How do I sort out whether my feelings are due to grief, or depression, and how do I proceed after the suicide of my brother-in-law?
About a month ago, I began feeling the effects of depression. Periodically throughout my life, I have had major depressive episodes (diagnosed by a physician and a psychologist separately) and I have gotten semi-used to them, so it wasn't much cause for alarm, aside from the fact that it was the first one in quite a long time.
About two weeks into my funk, my brother-in-law (remember
Mike?) committed suicide. It has now been just over two weeks since he died, and I am obviously feeling a lot of things: grief for his wife and family, especially my husband, with whom he was close - and grief for Mike, for feeling that desperate and hopeless; disbelief that he did what he did and that he's really gone; guilt and regret about the feelings detailed in the linked question; and the underlying depression that I was already in the middle of.

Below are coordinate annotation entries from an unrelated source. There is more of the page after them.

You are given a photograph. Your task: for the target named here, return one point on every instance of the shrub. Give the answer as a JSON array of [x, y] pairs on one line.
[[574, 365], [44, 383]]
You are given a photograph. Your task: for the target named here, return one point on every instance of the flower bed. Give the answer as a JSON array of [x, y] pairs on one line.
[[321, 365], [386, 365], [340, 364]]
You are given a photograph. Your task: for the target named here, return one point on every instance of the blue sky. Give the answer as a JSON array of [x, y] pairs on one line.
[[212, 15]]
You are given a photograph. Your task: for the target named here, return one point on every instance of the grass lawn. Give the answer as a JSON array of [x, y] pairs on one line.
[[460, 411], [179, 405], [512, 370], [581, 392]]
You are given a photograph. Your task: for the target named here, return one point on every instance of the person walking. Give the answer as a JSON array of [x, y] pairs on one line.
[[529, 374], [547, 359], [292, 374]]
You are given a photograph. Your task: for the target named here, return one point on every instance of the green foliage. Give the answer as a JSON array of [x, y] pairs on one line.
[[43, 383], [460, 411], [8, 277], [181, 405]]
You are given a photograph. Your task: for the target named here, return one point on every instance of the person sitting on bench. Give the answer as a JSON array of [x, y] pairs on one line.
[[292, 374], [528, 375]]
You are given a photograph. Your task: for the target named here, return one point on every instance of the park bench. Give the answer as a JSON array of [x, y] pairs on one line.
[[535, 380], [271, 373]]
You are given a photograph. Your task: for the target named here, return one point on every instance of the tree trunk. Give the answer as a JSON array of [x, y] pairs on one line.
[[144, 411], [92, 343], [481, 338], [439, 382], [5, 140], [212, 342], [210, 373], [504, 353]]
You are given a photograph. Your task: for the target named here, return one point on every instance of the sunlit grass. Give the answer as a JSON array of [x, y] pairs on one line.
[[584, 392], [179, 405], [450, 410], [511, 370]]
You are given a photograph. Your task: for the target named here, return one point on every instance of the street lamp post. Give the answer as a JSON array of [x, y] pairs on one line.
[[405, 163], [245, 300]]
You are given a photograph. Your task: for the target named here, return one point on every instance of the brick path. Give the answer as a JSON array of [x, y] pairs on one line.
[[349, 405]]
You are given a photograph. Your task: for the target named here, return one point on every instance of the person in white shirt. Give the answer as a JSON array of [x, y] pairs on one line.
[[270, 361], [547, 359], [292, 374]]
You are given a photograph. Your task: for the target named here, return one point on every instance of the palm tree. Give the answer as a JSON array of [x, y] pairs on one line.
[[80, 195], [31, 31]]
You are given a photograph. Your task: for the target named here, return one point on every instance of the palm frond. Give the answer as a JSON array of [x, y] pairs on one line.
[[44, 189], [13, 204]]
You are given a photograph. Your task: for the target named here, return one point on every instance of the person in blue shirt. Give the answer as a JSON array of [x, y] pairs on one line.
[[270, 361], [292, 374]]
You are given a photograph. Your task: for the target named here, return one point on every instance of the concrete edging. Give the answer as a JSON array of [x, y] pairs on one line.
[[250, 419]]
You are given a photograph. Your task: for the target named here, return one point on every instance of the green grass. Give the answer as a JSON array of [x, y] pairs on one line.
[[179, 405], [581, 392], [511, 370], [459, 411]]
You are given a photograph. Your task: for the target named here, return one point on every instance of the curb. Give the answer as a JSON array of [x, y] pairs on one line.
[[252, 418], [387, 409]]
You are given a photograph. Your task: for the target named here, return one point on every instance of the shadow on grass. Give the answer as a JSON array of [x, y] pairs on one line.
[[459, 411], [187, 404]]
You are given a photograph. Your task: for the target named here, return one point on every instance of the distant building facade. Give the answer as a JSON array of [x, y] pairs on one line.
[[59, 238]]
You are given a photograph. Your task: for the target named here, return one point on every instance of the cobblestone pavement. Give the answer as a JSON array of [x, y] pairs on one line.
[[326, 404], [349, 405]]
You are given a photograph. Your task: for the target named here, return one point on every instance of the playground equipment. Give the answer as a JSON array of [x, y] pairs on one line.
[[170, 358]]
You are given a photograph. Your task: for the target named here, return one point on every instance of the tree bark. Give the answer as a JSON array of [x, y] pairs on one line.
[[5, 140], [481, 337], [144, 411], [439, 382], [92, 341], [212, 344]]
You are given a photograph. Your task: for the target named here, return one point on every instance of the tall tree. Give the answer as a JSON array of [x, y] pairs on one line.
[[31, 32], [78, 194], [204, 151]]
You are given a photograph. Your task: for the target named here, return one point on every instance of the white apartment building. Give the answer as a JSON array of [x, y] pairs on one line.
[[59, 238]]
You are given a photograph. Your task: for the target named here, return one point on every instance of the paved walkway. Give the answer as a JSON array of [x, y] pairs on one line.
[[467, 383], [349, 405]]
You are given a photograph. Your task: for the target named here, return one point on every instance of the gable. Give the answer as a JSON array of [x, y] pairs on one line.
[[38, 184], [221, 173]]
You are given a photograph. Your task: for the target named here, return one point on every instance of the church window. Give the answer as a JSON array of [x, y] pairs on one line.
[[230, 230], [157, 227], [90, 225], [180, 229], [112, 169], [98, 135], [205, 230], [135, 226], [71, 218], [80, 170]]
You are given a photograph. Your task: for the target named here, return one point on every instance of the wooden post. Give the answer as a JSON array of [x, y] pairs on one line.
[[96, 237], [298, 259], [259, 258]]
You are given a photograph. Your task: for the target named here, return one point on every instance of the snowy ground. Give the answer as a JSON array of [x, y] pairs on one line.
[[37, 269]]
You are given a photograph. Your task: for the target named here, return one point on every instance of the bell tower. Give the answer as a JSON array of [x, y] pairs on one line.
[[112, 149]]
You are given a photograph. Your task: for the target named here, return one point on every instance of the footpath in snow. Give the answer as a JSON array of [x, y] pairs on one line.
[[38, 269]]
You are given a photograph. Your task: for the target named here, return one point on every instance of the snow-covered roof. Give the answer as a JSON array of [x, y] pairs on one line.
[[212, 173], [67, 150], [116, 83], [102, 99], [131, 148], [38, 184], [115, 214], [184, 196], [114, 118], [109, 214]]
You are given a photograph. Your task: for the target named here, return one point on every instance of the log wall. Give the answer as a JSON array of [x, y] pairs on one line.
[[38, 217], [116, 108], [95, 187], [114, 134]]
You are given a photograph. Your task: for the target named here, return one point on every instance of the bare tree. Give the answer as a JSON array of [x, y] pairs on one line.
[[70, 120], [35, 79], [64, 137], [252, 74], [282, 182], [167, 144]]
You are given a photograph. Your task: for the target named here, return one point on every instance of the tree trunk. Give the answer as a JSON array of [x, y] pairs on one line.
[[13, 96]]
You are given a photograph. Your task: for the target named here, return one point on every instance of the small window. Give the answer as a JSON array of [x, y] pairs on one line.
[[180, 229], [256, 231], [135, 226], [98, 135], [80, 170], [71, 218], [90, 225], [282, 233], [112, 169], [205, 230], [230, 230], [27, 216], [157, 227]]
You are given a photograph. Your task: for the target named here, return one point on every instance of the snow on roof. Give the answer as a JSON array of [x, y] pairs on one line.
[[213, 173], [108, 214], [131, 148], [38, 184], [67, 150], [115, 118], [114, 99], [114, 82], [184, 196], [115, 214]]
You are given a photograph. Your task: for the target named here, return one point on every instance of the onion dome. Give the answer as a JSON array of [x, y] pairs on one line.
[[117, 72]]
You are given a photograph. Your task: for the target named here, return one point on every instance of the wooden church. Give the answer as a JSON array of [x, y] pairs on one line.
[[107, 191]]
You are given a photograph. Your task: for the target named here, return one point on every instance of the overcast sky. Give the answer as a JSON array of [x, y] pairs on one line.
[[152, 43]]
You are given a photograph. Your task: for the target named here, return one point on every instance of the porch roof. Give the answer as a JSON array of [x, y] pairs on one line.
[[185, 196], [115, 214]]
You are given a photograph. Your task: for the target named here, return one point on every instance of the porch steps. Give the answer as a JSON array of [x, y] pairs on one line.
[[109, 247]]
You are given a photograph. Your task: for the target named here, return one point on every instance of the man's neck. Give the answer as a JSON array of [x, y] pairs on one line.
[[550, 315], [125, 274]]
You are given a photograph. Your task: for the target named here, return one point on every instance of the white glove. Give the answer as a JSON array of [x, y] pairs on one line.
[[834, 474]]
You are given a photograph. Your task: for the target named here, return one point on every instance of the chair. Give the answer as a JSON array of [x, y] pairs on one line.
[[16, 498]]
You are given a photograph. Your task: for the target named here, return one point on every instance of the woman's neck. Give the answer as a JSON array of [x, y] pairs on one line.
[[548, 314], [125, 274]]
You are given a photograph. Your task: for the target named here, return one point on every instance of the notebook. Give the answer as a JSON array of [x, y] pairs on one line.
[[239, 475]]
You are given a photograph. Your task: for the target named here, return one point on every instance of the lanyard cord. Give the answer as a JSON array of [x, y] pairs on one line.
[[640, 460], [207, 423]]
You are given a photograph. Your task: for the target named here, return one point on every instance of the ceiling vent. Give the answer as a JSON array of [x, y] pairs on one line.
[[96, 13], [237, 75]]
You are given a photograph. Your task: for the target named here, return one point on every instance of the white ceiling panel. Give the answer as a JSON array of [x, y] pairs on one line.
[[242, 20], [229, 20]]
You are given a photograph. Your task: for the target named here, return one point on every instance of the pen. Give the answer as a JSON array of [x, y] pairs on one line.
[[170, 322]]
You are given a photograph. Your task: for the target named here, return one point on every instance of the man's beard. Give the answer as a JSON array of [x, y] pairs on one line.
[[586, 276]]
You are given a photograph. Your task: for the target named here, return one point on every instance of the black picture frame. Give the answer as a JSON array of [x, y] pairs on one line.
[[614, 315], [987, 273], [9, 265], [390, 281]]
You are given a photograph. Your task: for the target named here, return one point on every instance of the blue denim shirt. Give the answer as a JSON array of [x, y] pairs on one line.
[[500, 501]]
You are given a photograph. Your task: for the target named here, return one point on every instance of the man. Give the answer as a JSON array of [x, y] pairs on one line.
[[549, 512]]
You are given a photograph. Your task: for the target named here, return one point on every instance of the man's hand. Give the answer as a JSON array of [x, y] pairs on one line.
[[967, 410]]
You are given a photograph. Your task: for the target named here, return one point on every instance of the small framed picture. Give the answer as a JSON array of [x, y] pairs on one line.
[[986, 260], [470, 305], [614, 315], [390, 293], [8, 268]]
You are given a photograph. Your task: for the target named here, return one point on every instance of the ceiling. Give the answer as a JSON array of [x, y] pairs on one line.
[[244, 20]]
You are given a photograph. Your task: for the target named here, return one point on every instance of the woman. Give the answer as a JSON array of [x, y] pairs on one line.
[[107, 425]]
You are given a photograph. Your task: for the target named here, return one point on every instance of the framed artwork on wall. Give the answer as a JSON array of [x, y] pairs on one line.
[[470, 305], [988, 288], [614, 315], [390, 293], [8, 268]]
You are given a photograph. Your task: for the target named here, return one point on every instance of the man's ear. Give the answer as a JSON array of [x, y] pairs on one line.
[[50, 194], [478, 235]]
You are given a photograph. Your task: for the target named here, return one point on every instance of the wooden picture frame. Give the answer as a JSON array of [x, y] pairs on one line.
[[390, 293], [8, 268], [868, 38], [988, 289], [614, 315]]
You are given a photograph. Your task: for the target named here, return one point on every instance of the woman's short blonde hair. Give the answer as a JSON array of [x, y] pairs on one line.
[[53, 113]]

I am not suicidal, but I feel numb. I was once on antidepressants but haven't been for about two years. My husband and I have an appointment with a counselor on Saturday, and I have purchased a book on grief to understand what I and others around me are feeling (it is en route). I am questioning whether I should go see my GP to get a prescription for antidepressants, because I am not functioning well at the moment and when I have felt like this previously, I have been extremely destructive with my life (quit my job, quit school, self-harmed, etc.). At that time, however, I was not in counseling or therapy. I know it's normal to have a period of grief after a death, but I don't know where the line is drawn as far as normal vs. needing extra help. This is my first experience with death.
So how do I determine whether my feelings and emotions are cause for intensive treatment, or if it's a normal grief experience?
(My husband, for his part, seems to be coping better than I, but I believe that he is looking forward to counseling, as well.)
When Things Fall Apart: Heart Advice for Difficult Times by Pema Chodron
and
The Places That Scare You: A Guide to Fearlessness in Difficult Times by Pema Chodron
Best wishes to you and sorry for your loss.